My book gives the Poisson Formula for such a harmonic function as:
$$ u(x + iy) = \frac{1}{\pi} \int_{-\infty}^{\infty}{\frac{y \cdot u(t) dt}{(t – x)^2 + y^2}} $$
Here is what I have attempted. First, I assume $ f $ is an analytic function s.t. $ u(x, y) = \text{Re}(f(x, y)) $. Then, I used this contour to integrate over:
So given any z, these is a big enough R s.t. the following is true by the Cauchy Integral Formula:
$$ f(z) = \frac{1}{2 \pi i} \int_{C}{\frac{f(\zeta)}{\zeta – z}d\zeta} $$
Also, $ z \in \text{upper half-plane} \implies \bar{z} \in \text {lower half-plane} $, which tells us that:
$$ 0 = \frac{1}{2 \pi i} \int_{C}{\frac{f(\zeta)}{\zeta – \bar{z}}d\zeta} $$
Subtracting the second from the first yeilds:
$$ f(z) – 0 = f(z) = \frac{1}{2 \pi i} \int_{C}{\frac{f(\zeta)}{\zeta – z} – \frac{f(\zeta)}{\zeta – \bar{z}}d\zeta} = \frac{1}{2 \pi i} \int_{-R}^{R}{\frac{2iy \cdot f(\zeta)}{(\zeta – z)(\zeta – \bar{z})}d\zeta} + \int_{C_R}{\frac{2iy \cdot f(\zeta)}{(\zeta – z)(\zeta – \bar{z})}d\zeta} $$
This is where I am stuck.
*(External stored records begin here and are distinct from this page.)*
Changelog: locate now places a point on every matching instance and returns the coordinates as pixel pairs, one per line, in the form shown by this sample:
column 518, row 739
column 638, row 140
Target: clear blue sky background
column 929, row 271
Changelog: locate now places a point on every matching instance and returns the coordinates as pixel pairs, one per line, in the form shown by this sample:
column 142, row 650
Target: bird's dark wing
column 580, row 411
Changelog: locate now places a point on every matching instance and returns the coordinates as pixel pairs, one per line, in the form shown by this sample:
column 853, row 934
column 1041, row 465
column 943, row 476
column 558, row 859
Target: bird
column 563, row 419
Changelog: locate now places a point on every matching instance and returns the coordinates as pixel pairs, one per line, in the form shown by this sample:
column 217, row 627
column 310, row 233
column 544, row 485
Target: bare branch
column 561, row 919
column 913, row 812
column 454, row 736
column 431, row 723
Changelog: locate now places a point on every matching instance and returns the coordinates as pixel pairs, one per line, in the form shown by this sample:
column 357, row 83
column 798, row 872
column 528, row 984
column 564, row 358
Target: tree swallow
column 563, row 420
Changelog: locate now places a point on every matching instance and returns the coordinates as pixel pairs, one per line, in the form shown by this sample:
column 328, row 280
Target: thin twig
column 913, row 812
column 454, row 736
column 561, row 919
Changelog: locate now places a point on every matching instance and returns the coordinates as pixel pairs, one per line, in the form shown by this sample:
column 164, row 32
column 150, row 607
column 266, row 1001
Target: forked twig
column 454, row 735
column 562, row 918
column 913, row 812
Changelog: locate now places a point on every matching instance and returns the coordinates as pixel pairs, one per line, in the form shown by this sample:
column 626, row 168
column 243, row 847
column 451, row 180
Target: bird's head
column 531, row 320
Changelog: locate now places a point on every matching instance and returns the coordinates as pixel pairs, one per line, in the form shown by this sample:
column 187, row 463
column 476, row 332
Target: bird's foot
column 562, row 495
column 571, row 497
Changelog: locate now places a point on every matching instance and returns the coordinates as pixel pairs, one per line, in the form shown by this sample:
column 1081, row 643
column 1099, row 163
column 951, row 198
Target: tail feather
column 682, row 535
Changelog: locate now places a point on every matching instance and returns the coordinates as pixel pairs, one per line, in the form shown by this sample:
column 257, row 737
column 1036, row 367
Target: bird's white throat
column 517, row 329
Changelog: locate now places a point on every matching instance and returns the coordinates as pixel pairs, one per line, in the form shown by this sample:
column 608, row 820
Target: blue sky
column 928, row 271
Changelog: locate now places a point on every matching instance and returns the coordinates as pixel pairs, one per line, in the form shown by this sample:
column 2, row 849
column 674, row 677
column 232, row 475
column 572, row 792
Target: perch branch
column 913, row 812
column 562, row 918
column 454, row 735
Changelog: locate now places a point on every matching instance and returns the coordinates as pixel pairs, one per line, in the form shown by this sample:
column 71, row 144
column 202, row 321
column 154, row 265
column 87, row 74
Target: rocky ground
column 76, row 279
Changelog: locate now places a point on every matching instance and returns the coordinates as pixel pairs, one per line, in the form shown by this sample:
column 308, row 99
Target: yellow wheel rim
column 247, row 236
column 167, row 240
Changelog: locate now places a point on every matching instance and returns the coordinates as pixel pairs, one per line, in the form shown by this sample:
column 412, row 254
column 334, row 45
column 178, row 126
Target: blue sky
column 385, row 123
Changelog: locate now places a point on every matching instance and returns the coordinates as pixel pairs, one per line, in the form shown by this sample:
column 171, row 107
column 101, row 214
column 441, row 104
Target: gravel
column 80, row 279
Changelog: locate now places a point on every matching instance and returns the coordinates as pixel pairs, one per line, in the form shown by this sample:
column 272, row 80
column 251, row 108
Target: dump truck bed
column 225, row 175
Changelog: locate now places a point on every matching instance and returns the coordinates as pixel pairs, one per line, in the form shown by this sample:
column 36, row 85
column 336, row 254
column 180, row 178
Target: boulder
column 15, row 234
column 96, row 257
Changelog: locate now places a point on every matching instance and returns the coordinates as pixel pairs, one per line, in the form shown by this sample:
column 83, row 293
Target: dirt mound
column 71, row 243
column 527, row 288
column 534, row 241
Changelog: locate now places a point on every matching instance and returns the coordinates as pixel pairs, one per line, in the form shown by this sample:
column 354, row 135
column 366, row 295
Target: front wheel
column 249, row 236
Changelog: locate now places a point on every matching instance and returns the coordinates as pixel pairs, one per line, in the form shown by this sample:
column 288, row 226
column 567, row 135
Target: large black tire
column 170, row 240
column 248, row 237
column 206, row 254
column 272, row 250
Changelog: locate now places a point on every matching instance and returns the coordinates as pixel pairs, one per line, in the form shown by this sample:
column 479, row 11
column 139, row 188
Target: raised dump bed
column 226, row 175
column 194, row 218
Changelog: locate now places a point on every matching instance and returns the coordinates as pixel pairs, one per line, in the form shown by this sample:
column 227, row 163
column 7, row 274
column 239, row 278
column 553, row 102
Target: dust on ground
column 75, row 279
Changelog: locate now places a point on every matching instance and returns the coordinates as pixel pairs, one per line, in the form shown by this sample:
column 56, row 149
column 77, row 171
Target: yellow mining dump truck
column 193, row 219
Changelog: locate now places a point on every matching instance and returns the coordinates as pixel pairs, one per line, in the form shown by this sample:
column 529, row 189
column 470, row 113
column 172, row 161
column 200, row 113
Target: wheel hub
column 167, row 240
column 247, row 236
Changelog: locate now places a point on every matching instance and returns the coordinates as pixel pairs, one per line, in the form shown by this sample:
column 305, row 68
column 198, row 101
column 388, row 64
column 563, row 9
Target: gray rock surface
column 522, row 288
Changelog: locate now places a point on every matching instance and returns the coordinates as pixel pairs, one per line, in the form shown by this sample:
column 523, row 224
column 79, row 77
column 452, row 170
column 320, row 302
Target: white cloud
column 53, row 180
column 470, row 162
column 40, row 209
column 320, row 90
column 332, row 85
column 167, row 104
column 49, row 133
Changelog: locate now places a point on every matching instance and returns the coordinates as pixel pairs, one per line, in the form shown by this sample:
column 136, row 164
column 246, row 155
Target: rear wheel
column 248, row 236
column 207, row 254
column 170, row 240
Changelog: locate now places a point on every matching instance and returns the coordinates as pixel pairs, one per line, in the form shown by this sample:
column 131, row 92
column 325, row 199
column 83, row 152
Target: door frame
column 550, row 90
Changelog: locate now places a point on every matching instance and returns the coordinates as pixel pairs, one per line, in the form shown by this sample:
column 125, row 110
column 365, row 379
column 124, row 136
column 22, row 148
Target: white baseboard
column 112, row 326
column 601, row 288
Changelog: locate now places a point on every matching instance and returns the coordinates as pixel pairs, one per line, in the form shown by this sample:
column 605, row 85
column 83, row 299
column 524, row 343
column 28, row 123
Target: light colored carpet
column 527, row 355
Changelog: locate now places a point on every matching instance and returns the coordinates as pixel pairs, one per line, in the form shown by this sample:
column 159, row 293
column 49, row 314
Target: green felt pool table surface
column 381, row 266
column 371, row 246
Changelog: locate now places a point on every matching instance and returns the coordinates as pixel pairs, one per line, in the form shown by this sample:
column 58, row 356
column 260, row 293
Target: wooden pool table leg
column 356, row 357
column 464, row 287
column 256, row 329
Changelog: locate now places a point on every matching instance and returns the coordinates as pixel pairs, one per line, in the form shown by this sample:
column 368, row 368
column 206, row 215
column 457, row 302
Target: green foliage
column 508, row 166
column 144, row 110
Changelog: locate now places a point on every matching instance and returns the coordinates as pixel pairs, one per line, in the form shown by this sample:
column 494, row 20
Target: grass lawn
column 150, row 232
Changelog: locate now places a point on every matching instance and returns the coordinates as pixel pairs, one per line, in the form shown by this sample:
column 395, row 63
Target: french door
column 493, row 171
I cannot figure out why:
$$ \int_{C_R}{\frac{2iy \cdot f(\zeta)}{(\zeta – z)(\zeta – \bar{z})}d\zeta} = 0 $$
Thanks for the help.
Best Answer
If you assume that $f = u+iv$ is bounded, say $|f| \le M$, you can argue like this: Since $|(\zeta - z)(\zeta-\bar z)| > \frac12R^2$ on $C_R$ for $R$ large, we get
$$ \left|\int_{C_R}{\frac{2iy \cdot f(\zeta)}{(\zeta - z)(\zeta - \bar{z})}d\zeta} \right| \le \frac{4yM}{R^2} \cdot \pi R \to 0 $$ as $R\to\infty$ by the "standard estimation lemma" for complex integrals.
It is possible to reduce the problem to this case by approximating $u$ with functions that are harmonic on a neighbourhood of the closed upper half-plane and then the corresponding $f$'s are automatically bounded on the upper half plane. You may find it easier to map the upper half-plane conformally to the unit disc and use that version of Poisson's integral formula and then map back.
I would be happier with assuming that $u$ extends continuously to the real axes. Otherwise you have to worry about what you actually mean by the integral.